This package is designed to facilitate no-copy PyTorch calling from JAX under
both eager execution and JIT. It leverages the JAX C++ extension interface,
enabling operations on both CPU and GPU platforms. Moreover, it allows for
executing arbitrary PyTorch code from JAX under eager execution and JIT.

The intended application is efficiently running existing PyTorch code (like ML
models) in JAX applications with very low overhead.
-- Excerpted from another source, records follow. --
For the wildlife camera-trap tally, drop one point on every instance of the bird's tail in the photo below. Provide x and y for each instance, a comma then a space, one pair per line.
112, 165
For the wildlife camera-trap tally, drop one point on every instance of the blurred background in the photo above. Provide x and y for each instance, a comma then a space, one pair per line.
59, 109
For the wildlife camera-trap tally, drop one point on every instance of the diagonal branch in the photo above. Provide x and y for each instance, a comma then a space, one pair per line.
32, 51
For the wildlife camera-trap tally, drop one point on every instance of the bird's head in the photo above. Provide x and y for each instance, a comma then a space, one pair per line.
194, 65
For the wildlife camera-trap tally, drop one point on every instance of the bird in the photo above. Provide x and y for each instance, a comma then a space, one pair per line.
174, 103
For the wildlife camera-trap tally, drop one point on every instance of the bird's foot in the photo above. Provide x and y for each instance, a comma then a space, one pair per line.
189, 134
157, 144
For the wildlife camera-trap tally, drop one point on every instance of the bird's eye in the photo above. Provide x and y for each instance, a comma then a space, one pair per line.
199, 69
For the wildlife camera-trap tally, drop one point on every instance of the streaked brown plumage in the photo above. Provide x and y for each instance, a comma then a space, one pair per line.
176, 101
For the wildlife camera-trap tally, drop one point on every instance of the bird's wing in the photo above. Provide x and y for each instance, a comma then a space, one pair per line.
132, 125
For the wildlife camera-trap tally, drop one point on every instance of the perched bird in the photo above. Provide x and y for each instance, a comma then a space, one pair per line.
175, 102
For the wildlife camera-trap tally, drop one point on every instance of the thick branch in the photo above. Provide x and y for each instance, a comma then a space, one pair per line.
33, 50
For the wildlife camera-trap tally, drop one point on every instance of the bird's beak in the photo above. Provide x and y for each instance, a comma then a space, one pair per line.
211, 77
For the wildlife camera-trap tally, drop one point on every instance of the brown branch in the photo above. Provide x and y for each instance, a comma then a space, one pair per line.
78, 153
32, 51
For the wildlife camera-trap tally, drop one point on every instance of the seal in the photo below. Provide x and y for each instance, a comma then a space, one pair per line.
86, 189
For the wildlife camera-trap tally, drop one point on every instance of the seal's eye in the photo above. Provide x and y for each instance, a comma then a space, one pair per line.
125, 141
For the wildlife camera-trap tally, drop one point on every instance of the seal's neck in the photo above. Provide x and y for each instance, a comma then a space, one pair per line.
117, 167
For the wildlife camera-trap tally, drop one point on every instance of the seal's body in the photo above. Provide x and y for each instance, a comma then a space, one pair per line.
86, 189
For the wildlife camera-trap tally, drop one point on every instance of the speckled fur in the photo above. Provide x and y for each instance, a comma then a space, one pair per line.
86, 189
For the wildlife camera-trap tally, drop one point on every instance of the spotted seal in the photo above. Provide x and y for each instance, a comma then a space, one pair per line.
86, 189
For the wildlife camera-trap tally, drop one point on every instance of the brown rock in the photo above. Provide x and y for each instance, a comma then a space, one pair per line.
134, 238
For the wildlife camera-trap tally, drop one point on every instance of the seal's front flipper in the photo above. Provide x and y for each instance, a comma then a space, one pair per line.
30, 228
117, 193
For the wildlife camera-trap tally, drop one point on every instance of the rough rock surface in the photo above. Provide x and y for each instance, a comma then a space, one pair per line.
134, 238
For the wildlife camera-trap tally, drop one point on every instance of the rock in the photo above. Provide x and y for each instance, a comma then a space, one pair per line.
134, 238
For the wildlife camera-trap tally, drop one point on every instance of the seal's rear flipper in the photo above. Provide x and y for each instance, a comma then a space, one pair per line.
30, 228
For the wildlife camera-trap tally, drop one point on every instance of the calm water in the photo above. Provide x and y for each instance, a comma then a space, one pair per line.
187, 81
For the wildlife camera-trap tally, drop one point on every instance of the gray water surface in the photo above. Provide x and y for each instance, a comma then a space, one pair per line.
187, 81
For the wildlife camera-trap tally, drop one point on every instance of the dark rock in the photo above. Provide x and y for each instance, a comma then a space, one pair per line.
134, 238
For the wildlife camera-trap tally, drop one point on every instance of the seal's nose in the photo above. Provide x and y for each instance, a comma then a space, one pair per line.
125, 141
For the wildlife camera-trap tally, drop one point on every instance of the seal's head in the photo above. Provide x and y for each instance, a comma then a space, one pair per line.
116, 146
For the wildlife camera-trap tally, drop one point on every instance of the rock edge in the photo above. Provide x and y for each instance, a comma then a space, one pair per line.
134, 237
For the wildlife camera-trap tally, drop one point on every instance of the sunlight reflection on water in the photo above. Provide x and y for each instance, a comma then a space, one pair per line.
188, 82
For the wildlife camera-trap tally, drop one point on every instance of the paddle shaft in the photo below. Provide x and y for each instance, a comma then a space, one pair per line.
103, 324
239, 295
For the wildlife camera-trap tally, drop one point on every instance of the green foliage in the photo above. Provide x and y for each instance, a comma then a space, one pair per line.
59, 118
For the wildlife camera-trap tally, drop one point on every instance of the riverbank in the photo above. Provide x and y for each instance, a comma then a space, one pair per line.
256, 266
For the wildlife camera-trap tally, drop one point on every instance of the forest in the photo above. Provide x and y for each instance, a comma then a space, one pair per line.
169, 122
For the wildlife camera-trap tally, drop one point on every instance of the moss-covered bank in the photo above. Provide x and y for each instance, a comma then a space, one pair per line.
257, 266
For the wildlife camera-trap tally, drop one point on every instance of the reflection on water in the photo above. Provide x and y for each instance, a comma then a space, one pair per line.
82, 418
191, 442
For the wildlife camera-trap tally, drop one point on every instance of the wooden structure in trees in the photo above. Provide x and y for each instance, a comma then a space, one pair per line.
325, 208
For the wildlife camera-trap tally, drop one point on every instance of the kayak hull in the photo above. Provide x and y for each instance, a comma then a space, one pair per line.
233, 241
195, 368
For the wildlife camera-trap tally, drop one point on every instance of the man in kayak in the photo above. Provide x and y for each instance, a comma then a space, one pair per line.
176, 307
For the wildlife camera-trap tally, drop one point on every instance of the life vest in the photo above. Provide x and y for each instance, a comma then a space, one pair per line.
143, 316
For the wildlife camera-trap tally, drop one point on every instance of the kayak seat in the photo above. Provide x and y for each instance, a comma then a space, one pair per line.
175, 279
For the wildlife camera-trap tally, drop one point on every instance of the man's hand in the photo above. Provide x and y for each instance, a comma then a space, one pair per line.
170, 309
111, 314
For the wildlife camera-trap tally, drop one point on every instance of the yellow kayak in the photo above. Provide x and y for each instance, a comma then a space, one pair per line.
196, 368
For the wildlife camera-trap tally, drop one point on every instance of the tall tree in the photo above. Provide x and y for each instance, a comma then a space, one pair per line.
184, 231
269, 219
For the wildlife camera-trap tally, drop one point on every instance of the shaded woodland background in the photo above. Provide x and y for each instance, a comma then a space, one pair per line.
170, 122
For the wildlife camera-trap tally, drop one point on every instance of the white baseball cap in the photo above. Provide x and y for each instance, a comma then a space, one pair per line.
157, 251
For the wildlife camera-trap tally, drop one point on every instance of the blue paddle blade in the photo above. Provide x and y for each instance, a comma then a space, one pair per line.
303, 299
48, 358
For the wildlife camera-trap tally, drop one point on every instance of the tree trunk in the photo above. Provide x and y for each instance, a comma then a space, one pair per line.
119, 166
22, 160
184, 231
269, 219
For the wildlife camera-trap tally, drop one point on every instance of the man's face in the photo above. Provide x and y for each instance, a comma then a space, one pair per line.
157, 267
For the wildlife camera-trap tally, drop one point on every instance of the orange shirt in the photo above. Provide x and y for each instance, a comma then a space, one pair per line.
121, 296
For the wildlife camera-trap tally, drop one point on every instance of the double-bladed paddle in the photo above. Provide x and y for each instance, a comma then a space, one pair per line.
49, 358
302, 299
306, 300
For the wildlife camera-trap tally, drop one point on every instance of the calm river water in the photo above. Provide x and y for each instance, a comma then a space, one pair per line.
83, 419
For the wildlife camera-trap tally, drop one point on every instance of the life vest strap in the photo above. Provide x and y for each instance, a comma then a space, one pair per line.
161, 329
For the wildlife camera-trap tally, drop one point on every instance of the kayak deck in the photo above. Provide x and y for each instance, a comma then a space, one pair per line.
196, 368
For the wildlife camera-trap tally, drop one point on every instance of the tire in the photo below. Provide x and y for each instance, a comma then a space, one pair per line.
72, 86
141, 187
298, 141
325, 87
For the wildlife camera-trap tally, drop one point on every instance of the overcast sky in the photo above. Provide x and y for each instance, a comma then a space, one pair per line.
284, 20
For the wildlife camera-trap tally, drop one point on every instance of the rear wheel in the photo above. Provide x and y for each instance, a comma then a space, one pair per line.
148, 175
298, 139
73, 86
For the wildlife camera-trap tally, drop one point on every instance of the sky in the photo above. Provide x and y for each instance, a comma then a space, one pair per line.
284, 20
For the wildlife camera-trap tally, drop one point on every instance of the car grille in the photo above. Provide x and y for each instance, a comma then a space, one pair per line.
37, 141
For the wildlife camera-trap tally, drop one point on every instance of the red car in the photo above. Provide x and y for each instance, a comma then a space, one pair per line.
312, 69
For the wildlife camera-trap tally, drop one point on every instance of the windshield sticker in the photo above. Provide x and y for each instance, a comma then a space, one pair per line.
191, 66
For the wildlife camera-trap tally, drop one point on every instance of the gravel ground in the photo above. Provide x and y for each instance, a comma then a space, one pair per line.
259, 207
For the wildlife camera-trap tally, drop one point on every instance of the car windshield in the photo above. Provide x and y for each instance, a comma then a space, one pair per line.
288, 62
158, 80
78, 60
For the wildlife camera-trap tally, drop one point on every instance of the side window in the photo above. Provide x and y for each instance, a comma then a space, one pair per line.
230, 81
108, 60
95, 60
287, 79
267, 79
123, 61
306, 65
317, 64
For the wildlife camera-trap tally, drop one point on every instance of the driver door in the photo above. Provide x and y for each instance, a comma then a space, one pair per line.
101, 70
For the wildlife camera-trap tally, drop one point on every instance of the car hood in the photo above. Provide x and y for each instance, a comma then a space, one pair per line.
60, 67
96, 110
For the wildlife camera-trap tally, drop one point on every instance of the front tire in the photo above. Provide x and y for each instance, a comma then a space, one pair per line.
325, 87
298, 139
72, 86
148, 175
This project was inspired by the jax2torch repository
[https://github.com/lucidrains/jax2torch](https://github.com/lucidrains/jax2torch)
and has been made possible due to an amazing tutorial on extending JAX
[https://github.com/dfm/extending-jax](https://github.com/dfm/extending-jax).
Comprehensive JAX documentation
[https://github.com/google/jax](https://github.com/google/jax) also
significantly contributed to making this work easier.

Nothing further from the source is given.